Under the current Mutuelle law (Law n° 62/2007 of 30/12/2007), the mutual health insurance Fund is guaranteed a legal personality and administrative and financial autonomy. 

But it hasn’t so far been given that autonomy and has been dependent on the Ministry of Health for coordination, leaving the ministry’s employees with little time, resources, and expertise to manage the Fund. The senator’s concerns were echoed by an official in the Ministry of Health, who is associated with the Fund.

Special organ 


“You find that ministries have other tasks and they are not responsible for managing the Mutuelle business,” said Andrew Makaka, the Director of Health Financing in the Ministry of Health who is also in charge of Mutuelle de Santé.

Even as the law also says that the Fund shall be supported by a guarantee Fund attached to the Ministry in charge of health, Makaka says the scheme needs a special organ to take care of its business since the ministry has a lot on its plate and should only be intervening in Mutuelle for regulation.

“It (the organ) can be a national coordination of Mutuelle,” he said, also hinting that the government and other stakeholders have been in consultations for nearly three months to explore how to improve Mutuelle’s performance.

Makaka said the organ would help in a better management of the scheme’s funds by paying hospitals on time, ensuring that good services are offered to its clients, and focus on improving policies that govern the fund.

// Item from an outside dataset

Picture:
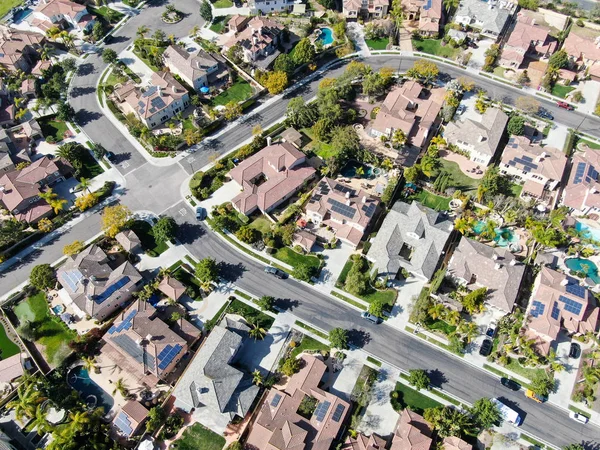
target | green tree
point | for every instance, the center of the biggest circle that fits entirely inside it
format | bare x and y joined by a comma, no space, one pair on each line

The senators, however, noted positive achievements of Mutuelle in their report, such as helping more people to access medical care and reducing child and maternal mortality.

But they also warned that delays in paying Mutuelle contributions mainly due to a late calendar for paying the Fund’s contributions in comparison to the start of the fiscal year as well as constant delayed payments to health care and medicine providers remain problematic since it often leads to medical stock-out at hospitals. 

The report also recommends that Mutuelle branches across the country use some Rwf1.2 billion they saved from the last fiscal year (2011-2012) to pay their debts to hospitals and pharmacies within one month, and the central government to pay any remaining balance from the branches’ debts within the next three months. About 90 per cent of Rwandans use Mutuelle de Santé for their health insurance.